I sit up on my knees, feeling the awful weight of terror. I blink. I’m not often scared, as there’s very few things on this planet that could threaten me physically. But whatever this is, whatever happened to the people in that warehouse, I feel it could hurt me. Call it the predator’s instinct of knowing there’s something tougher than you lurking out there.

My instincts scream at me to flee. Megajoule breathes down my neck to do the same.

It surprises me that I find myself alighting on the street and taking trembling steps toward the warehouse, guided by an almost magnetic energy strong enough to overcome my fear.

“What are you doing, Gabe?” Megajoule’s voice has a note of jeer in it. “You’re getting involved. Paul needs your help. You can’t get caught up in someone’s mess.”

“I’m not,” I say.

“Yet you’re still walking up to the rolling door.”

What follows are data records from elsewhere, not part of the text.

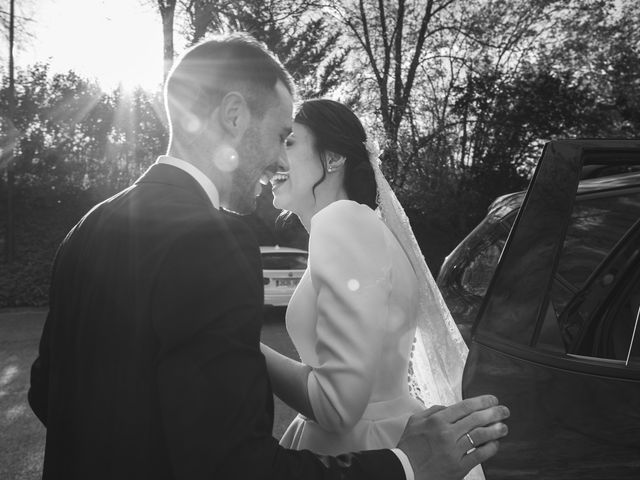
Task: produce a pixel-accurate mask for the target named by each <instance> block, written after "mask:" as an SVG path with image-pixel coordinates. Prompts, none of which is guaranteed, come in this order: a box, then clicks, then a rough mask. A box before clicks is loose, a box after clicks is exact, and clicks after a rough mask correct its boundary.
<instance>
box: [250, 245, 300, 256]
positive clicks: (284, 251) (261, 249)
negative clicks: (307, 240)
mask: <svg viewBox="0 0 640 480" xmlns="http://www.w3.org/2000/svg"><path fill="white" fill-rule="evenodd" d="M260 253H304V254H305V255H306V254H307V251H306V250H301V249H299V248H292V247H281V246H280V245H261V246H260Z"/></svg>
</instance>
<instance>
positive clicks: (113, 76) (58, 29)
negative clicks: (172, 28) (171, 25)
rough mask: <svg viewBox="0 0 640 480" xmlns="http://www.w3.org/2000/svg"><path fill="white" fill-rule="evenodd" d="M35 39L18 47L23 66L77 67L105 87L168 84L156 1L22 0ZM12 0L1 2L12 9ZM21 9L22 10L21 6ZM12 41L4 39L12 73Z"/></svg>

“Yes,” I agree, even as I grasp the chain that opens the truck entrance. As I feel the cold metal in my hand, my fear almost triumphs in sending me running back to Thanh to tell him what I found.

But what if there’s someone alive in there? Buried in this mess, their heartbeat so faint and light that I can’t hear it through the fresh bodies.

I grip the chain and open the door.

It’s one thing to hear the dead, but it’s another to see them in a chaotic mass.

I wade knee-deep into the gore. I turn round and round. I stare at hands outstretched for salvation that never came and limbs twisted in agony, faces either collapsed in like sinkholes or frozen in terror.

My senses tell me the dead are just beginning algor mortis. One to two hours at most. But despite the freshness of the bodies, they smell like they’ve decayed for weeks under the sun. Boils and rashes cover the walls like they’re made of skin, like no other Affect impression I’ve ever seen.

The rot invades my nose despite my mask. My stomach churns. I pull my mask down, lift my goggles up. I fight with my dinner but keep it down, just barely. I blink tears away from my eyes.

A hand pushes out of the ocean of bodies. I hear a voice curse in Spanish as the body shoves its way up. I fill my fist with kinetic energy instinctively. My curled hand glows like steel pulled from a furnace. I reel back in fear.

But past the paste of guts, all I see is a kid. He stares at me, stammering. His eyes grow wide before rolling back into his head. He convulses and falls down into his pillow of corpses.

I stand down. My fist stops shining as the heat returns back into my heart.

Megajoule whispers in my ear. “He saw your face.”